Coder Social home page Coder Social logo

awd-lstm-lm's Introduction

AWD-LSTM Language Model

Averaged Stochastic Gradient Descent with Weight Dropped LSTM

This repository contains the code used for Salesforce Research's Regularizing and Optimizing LSTM Language Models paper, originally forked from the PyTorch word level language modeling example. The model comes with instructions to train a word level language model over the Penn Treebank (PTB) and WikiText-2 (WT2) datasets, though the model is likely extensible to many other datasets.
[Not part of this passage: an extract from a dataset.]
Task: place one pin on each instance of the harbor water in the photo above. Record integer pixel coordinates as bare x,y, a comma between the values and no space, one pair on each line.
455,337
  • Install PyTorch 0.1.12_2
  • Run getdata.sh to acquire the Penn Treebank and WikiText-2 datasets
  • Train the base model using main.py
  • Finetune the model using finetune.py
  • Apply the continuous cache pointer to the finetuned model using pointer.py

If you use this code or our results in your research, please cite:

@article{merityRegOpt,
  title={{Regularizing and Optimizing LSTM Language Models}},
  author={Merity, Stephen and Keskar, Nitish Shirish and Socher, Richard},
  journal={arXiv preprint arXiv:1708.02182},
  year={2017}
}

Software Requirements

This codebase requires Python 3 and PyTorch 0.1.12_2.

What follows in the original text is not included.